Northeastern scientists introduce a new cost- and energy-efficient computational model for designing alloys that factors in material defects.
Humans began creating alloys around 5,000 years ago by combining copper and tin to produce bronze. Since then, alloy design has advanced dramatically, says Moneesh Upmanyu, professor of mechanical and industrial engineering at Northeastern University.
“Now, it’s definitely a science [and] less of an art because we have the periodic table and we know the properties of all these elements that we are mixing together,” he says.
The Journal of Applied Physics recently selected Upmanyu’s new research paper on alloy design as an Editor’s Pick.
The paper introduces a new computational model that offers strategies for alloy design of real materials in seconds. Compared to traditional lab experiments and AI-based approaches, the model offers greater speed, cost efficiency and accuracy.
The work was conducted in collaboration with Changjian Wang, a former Northeastern graduate student.
Previous computational tools — including those based on machine learning and artificial intelligence — often failed to account for a critical factor, Upmanyu says: real-life crystalline materials, such as metals and ceramics, contain defects.
In materials science, defects are irregularities or imperfections in a crystal’s atomic structure. While they may sound like flaws, defects are often intentionally introduced to enhance properties such as strength, conductivity and corrosion resistance.
The new model takes into account an important class of material defects (grain boundaries) and the tendency of the mixed solutes to gather — or segregate — around the structural imperfections during alloy formation.
“You are dealing with these defective materials by default, and all these alloy design techniques ignore this,” Upmanyu says. “They just can’t factor that in because it’s a very complex system with all these defects in place.”
One well-known example of such material defect that has been studied extensively over the past century, Upmanyu says, is a dislocation. It occurs when an entire atomic plane is missing from a crystal’s structure.
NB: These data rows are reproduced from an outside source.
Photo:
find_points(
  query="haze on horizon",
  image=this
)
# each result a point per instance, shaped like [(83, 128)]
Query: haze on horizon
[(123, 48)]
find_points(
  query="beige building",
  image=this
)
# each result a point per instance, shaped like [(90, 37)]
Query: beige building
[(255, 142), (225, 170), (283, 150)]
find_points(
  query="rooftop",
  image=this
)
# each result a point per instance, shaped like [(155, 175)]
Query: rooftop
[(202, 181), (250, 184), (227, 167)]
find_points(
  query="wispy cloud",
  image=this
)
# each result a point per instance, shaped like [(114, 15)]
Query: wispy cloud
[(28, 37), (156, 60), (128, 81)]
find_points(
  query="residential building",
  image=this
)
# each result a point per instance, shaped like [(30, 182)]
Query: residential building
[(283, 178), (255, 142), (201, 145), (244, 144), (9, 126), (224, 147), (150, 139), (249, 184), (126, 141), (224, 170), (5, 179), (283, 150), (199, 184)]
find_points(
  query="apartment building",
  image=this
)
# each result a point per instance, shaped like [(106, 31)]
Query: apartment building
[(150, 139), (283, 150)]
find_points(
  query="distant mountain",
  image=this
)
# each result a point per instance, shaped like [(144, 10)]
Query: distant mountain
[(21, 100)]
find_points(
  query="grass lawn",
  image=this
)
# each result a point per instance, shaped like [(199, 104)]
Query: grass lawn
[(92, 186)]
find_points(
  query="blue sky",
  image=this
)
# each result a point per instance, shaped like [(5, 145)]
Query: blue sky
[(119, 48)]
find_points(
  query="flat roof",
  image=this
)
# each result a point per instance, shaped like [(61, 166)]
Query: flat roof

Despite this imperfection, dislocations allow for plastic deformation of a material without breaking by letting the defect move through the crystal lattice.
When alloys are formed by mixing with solutes, or dissolved substances, the dislocations act as preferred locations for the solutes. The solutes attach to dislocation threads like a swarm of bees, making it harder for dislocations to move. By engineering these defects and behaviors of solutes in alloys, Upmanyu says, humans can make stronger, cost-effective materials.
His research focuses on another key defect: grain boundaries. These occur in polycrystalline materials — such as copper — at the interfaces where differently oriented crystal grains meet. Unlike dislocations, these defects run along surfaces within the material.
“For a crystal small enough to hold between your fingers, conventional alloys with micron-sized grains have a grain boundary area as large as a basketball court,” Upmanyu says.
That is a vast area for solutes to attach to, he says, which affects the entire mixing strategy when alloys are being made as well as their mechanical, electrical and magnetic properties.
Material engineers often manipulate these boundaries to control, for example, the direction of electricity conduction, by orienting the grains in the crystals along one direction.
“The motion of grain boundaries with the solutes is completely ignored in current general alloying theory,” Upmanyu says.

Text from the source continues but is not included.